We’ve recently had our attention called to two news articles. Ampersand at Alas! A Blog points to an extremely disturbing New York Times article on how skinny men have to be to be accepted as male models.

two super-slender male models

According to the Times, this is largely the work of designer Hedi Slimane.

George Brown, a booking agent at Red Model Management, said: “When I get that random phone call from a boy who says, ‘I’m 6-foot-1 and I’m calling from Kansas,’ I immediately ask, ‘What do you weigh?’ If they say 188 or 190, I know we can’t use him. Our guys are 155 pounds at that height.”

Their waists … measure 28 or 30 inches. They have, ideally, long necks, pencil thighs, narrow shoulders and chests no more than 35.5 inches in circumference, Mr. Brown said. “It’s client driven,” he added. “That’s just the size that blue-chip designers and high-end editorials want.”

When thin comes in (and remember, 155 pounds on a 6’1 man is really thin), muscles are considered undesirable. Not long ago, the muscular, buffed, gym-rat look was the male model look, but no more.

For models like Demián Tkach, a 26-year-old Argentine who was recently discovered by the photographer Bruce Weber, the tightening tape measure may cut off a career.

Mr. Tkach said that when he came here from Mexico, where he had been working: “My agency asked me to lose some muscle. I lost a little bit to help them, because I understand the designers are not looking for a male image anymore.
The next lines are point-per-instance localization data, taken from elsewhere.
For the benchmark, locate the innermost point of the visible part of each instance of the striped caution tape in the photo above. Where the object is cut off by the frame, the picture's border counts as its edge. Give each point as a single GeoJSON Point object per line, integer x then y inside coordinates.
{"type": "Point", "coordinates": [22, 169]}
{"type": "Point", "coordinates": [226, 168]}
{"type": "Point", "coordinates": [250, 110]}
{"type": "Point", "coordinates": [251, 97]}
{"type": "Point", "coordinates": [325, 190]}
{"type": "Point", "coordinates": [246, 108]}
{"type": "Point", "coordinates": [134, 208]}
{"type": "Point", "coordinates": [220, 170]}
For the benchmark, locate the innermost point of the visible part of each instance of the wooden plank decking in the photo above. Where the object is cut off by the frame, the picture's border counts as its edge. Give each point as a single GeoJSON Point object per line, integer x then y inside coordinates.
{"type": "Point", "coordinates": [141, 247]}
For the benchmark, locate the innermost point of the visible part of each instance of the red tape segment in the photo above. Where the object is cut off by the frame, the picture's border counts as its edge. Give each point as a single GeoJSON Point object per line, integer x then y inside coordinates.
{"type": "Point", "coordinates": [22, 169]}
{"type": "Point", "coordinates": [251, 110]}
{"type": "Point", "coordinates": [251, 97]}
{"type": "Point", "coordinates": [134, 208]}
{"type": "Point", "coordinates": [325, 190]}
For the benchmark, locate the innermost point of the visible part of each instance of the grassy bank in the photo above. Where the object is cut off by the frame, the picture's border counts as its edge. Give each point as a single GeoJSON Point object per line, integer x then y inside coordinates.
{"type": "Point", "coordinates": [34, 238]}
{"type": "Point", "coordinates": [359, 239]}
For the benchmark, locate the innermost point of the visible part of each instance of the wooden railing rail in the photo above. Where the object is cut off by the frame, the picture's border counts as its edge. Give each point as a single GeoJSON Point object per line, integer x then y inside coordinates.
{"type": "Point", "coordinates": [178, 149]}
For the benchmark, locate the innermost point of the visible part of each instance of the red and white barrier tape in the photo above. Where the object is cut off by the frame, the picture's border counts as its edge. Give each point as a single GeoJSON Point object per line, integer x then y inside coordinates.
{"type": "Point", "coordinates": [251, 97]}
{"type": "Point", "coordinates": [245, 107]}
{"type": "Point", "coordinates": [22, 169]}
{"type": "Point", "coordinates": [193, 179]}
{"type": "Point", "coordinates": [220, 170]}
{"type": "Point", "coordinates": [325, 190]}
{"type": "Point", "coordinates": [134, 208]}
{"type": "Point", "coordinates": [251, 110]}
They’re looking for some kind of androgyne.”

The fashion industry is always extreme; it’s about extremes. Ampersand has some choice comments on how this trend in male model looks relates to trends in female model looks:

… male models are still allowed to carry a lot more weight, proportionately, than female models. Which is probably why we haven’t yet had any young male models die of heart attacks (although if the thin trend continues, probably that will happen, alas).

Amp also points out that the weights men are being held to are at least “normal” by the absurd BMI standards we seem to be stuck with, at the same time that some countries (notably Spain) are still considering legislation requiring that models not be dangerously under normal BMI.
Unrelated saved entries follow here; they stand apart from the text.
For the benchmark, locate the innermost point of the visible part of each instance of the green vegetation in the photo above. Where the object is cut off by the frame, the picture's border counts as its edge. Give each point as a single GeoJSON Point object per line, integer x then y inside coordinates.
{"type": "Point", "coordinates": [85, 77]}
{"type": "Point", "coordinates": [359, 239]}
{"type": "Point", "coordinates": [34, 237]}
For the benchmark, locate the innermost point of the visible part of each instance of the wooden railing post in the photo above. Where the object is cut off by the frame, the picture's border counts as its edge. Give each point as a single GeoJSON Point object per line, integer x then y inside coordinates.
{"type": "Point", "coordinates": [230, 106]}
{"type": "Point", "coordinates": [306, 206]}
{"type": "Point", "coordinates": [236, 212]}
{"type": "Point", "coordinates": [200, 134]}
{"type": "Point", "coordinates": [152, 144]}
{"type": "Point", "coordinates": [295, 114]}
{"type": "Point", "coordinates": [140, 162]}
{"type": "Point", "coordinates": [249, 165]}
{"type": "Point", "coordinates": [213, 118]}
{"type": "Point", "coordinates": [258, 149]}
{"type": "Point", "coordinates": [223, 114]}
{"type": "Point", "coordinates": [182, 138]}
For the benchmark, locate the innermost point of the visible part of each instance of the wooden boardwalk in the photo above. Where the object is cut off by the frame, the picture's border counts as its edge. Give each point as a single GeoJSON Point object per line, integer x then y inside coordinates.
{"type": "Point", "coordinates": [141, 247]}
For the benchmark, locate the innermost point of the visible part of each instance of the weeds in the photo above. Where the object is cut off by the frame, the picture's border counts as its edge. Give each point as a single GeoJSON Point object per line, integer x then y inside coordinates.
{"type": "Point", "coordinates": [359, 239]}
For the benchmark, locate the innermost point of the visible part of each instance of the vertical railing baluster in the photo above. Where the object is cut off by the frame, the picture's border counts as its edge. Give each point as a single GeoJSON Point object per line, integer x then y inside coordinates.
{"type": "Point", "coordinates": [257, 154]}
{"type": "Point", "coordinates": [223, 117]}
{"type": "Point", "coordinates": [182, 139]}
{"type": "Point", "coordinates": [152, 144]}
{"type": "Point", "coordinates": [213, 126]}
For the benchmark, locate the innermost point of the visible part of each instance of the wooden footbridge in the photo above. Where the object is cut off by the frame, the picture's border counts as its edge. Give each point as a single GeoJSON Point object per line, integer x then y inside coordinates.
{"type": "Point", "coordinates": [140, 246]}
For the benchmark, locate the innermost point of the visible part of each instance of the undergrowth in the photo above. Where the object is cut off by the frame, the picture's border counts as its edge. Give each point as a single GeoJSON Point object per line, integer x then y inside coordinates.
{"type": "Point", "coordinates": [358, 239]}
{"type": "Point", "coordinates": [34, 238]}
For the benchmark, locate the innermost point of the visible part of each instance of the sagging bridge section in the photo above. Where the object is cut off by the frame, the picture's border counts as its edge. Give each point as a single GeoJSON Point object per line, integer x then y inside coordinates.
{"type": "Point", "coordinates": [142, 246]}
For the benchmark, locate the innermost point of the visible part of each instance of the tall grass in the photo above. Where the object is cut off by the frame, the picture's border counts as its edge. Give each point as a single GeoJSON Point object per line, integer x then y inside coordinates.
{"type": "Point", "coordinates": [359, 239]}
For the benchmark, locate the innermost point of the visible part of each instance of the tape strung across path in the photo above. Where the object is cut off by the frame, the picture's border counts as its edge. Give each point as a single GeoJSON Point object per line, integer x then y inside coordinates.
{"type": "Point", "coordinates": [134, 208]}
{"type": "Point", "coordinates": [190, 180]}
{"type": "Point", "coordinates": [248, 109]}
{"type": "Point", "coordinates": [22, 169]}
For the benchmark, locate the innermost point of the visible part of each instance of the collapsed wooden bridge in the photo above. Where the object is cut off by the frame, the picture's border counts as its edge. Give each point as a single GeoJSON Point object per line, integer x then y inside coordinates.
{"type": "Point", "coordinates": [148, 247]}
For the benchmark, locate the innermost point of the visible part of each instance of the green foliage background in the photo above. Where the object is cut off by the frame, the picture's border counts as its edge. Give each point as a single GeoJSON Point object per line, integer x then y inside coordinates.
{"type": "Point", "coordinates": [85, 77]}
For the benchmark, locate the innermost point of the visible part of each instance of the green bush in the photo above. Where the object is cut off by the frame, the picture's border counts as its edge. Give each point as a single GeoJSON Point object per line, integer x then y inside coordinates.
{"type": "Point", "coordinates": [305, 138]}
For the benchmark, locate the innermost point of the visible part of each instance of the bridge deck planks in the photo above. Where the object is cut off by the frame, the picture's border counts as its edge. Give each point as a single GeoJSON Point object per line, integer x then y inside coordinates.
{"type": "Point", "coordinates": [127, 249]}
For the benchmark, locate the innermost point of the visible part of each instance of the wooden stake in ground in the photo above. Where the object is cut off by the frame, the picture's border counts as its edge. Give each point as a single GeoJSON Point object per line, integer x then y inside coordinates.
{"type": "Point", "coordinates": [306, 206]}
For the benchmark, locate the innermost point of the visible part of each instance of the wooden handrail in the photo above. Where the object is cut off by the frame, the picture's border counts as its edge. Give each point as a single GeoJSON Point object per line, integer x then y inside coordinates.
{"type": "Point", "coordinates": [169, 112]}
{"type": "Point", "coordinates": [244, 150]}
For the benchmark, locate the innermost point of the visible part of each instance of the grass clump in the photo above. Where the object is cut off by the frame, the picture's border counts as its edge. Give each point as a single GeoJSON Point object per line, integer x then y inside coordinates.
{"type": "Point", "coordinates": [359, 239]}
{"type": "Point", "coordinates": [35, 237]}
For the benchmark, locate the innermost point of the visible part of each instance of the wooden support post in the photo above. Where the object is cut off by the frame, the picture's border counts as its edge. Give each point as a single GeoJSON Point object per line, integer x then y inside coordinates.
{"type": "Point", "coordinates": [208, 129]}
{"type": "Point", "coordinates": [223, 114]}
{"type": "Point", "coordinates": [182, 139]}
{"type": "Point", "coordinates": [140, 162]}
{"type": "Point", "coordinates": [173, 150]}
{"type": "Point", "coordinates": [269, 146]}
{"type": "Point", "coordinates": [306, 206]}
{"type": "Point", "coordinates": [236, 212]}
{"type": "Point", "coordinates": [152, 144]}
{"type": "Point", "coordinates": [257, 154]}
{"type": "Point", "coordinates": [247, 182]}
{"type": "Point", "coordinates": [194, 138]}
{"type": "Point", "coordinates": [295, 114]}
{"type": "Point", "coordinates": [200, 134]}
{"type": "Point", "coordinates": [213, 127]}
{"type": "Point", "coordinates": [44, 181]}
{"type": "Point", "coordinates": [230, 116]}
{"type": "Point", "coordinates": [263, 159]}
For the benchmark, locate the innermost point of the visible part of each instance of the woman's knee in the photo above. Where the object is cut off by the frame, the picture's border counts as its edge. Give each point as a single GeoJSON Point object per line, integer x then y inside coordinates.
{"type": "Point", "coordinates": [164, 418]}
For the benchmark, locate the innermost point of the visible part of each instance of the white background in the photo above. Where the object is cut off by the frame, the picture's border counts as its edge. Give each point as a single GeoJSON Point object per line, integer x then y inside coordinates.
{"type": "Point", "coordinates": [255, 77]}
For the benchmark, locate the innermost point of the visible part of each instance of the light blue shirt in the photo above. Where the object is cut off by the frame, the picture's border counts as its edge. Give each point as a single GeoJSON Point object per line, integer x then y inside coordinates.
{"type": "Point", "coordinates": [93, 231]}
Nonetheless, this is a very disturbing trend. The fashion industry is effectively beginning to demand of men what it has long demanded of women: be either “normally” off-the-charts skinny or resort to anorexia and bulimia to get and keep these jobs. And, since the whole point of the modeling industry is that “regular” people try to look like models, the same message is going out to young men and boys everywhere, even while we are trying so hard to combat it in girls and young women everywhere.

Where might we turn for help in such a situation? Well, perhaps to the all-American Boy Scouts, that bastion of promoting health and good citizenship in boys (as long as they’re not gay or atheists, of course). But that won’t work:

According to new requirements set to take effect next January, Boy Scouts of America has decided that both children and adults must meet height and weight standards for outings in destinations where medical care is more than 30 minutes away. That means a six-foot tall scout or volunteer must weigh 239 pounds or less if he wants to visit the remote Philmont Scout Ranch in New Mexico, for example.

The connection is completely obvious. The models, at 6′ or so, are expected to weigh 155-160. The Boy Scouts, at the same height, can’t weigh over 238 (a lot less if the volunteer parents are female, of course, because BMI is gendered). This is apparently based on some absurd theory that “overweight” people are more likely to need emergency medical attention, a theory borne out by no study that we are aware of.

The message is simple, and reinforced from the high-fashion runway to the old-fashioned camping trip: look right, or you can’t play.

Thanks to Lynn Kendall for pointing out the Ampersand piece, and Alan Bostick for the Boy Scout piece.